Jackie Wilson Asheeke

I drove through Washington, DC two days before the inauguration of President Joe Biden. I had flashbacks to a drive through DC when I was in pre-school, two days after Dr Martin Luther King’s assassination. The soldiers, tanks, sirens, and flashing lights were everywhere then and now. I shuddered at seeing weapons in plain sight. The scrutinizing eyes of armed white men made my blood run cold as a child and now as an adult.

I know intellectually that the massive show of force was needed to keep the extremist right-wing lunatic fringe from easily acting out their wet dreams about killing, blowing things up and destruction. ‘He Who Shall Not Be Named’ but is thankfully now the former US president, released an evil that has always lurked in the hearts of certain people. Can Good President Joe stuff that evil back into its hole?

While in DC, we took my brother back to his hotel after my mother’s funeral mass. We had to cross the bridges over the Potomac to get to Crystal City, Virginia to the Marriot. The main bridges had already been closed by that time. We had to take the tunnel under the Potomac as that was the only way across. Even that would be closed the next morning. Aside from the major traffic jams caused by Washington’s military lockdown, I felt both comforted by the military presence and profoundly sad that they had to be there.

Driving through various DC neighbourhoods, I saw men in military fatigues on patrol. It was just like in 1968 when I saw men with guns marching up our street towards the Old Soldier’s Home, a military complex near our house back then. I remember that I thought the marching men were exciting; Mom was horrified.

I was far too young to understand what was happening in the riots after the King assassination. I ‘get it’ now. And yet, I still feel equally conflicted on some levels. Is the only way to fight violence to be violent? Perhaps my exposure to pacifist Quakerism in undergraduate school has infected me. To fight fire with fire leaves everything burned down. But, to let armed lunatics run amok will destroy everything. “The only thing necessary for the triumph of evil is for good men to do nothing,” – Edmund Burke.

This is why I am still conflicted looking at nearly the same scenes of military occupation in Washington, DC over 50 years later.

There were a couple of brothas’ who came strapped to mom’s funeral – feel me on this point. I support their precaution. It was too volatile to be out on the streets of Washington with no self-protection. Anything could have jumped off. As a child, I recall seeing my neighbors loading their weapons to protect their homes back in 1968. Armed white men marching through a black neighborhood is never a calming thing. Ask the Black people who survived Tulsa, Oklahoma in 1921 and other places.
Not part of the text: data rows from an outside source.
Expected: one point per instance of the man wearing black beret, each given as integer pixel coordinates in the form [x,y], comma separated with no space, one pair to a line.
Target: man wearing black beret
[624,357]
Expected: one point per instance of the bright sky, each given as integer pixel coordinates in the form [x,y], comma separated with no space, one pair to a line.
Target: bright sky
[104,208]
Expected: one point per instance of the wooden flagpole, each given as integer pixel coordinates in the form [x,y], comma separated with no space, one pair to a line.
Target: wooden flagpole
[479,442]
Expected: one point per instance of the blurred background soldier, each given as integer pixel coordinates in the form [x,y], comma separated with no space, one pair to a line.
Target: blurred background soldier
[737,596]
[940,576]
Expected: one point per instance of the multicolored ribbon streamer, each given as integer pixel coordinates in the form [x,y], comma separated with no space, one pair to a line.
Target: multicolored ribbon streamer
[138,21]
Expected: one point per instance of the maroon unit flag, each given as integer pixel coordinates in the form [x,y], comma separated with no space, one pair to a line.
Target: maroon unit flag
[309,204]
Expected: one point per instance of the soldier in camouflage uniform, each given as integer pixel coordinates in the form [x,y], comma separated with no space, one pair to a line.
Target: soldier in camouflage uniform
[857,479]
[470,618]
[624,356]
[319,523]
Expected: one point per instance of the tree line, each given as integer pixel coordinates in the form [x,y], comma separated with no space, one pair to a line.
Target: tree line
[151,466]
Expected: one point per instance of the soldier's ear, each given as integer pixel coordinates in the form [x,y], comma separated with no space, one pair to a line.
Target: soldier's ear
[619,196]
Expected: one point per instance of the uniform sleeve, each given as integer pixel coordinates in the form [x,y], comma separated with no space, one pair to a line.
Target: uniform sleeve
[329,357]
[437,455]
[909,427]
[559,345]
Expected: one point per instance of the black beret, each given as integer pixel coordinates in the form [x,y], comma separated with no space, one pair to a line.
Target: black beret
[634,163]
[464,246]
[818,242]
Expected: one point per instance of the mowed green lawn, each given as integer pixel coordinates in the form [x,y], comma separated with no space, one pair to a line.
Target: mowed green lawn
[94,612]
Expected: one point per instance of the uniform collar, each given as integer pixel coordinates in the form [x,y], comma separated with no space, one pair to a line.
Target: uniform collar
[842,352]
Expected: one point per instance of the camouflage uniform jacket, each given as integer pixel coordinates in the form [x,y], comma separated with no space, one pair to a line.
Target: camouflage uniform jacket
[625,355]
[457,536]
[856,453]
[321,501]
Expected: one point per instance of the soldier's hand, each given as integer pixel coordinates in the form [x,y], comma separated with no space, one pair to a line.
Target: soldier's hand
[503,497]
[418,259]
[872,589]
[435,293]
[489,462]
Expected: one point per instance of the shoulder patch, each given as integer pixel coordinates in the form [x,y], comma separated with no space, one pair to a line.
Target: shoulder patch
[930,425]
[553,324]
No one who forcefully disagrees with ‘He Who Shall Not Be Named’ is safe from violence or the threat of violence yet. I believe that America will find a way to make a change.

Joe Biden may emerge as a figure in history like Abraham Lincoln or FDR. They were presidents who took the reins of power during trying times that threatened to destroy the country. The USA will prevail over the current bad times (even with COVID killing 400,000 people); but Biden must shape what kind of USA will emerge.
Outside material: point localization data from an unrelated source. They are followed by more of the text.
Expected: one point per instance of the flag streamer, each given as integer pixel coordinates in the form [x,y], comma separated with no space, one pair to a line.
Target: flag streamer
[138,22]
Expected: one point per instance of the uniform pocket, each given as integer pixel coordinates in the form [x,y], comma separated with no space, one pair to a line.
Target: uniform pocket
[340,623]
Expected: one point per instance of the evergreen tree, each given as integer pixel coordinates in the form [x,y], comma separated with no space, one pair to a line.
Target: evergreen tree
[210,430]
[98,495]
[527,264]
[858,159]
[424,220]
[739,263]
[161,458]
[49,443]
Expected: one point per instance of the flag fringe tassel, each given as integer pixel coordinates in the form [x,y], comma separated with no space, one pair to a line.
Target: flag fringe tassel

I loved Biden’s inaugural statement that people must be able to disagree and not want to tear each other apart for it.

Good President Joe’s inaugural message was not just for the 74 million who did not vote for him or the 80 million who did and the 60 million who didn’t vote. It was also for the fringe left-wing also wants their voice to be the only one. They will ‘cancel’ anyone thinking otherwise. Biden needs to try hard to challenge that thinking too.

When people consciously choose to not listen to any voice other than their own, it is a bad thing; it doesn’t matter whether they are on the left or right.
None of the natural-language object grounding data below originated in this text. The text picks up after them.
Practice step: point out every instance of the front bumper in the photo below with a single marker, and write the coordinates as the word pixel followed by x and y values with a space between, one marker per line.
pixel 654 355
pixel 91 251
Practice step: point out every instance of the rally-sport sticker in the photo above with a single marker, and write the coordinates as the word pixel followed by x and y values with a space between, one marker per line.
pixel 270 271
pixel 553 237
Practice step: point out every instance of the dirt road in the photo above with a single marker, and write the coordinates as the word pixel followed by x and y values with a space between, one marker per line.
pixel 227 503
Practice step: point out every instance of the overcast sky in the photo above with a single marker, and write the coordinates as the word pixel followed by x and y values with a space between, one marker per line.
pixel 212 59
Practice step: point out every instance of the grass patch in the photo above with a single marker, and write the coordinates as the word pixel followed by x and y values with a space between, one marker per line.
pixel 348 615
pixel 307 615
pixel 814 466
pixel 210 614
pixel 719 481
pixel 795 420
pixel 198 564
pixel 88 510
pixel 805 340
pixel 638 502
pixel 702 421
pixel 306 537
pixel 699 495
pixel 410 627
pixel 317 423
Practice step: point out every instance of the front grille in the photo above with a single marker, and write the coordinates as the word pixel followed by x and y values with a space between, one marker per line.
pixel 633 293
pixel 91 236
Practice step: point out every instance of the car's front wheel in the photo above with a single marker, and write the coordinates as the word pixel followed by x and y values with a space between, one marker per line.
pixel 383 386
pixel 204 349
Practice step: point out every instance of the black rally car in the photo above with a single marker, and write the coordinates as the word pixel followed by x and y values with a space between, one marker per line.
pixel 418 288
None of this means that black men when confronted by the police are necessarily safer in the USA than before. But it does mean that the value of a black life (or trepidation about the response after taking a black life) has risen in America. Can Biden raise a black man’s life to the country’s value level of a rich white woman’s? Probably not, but it is comforting to know that a good man will be sincerely trying.

‘He who shall not be named’ opened Pandora’s Box. Good President Biden must now close it. Can he?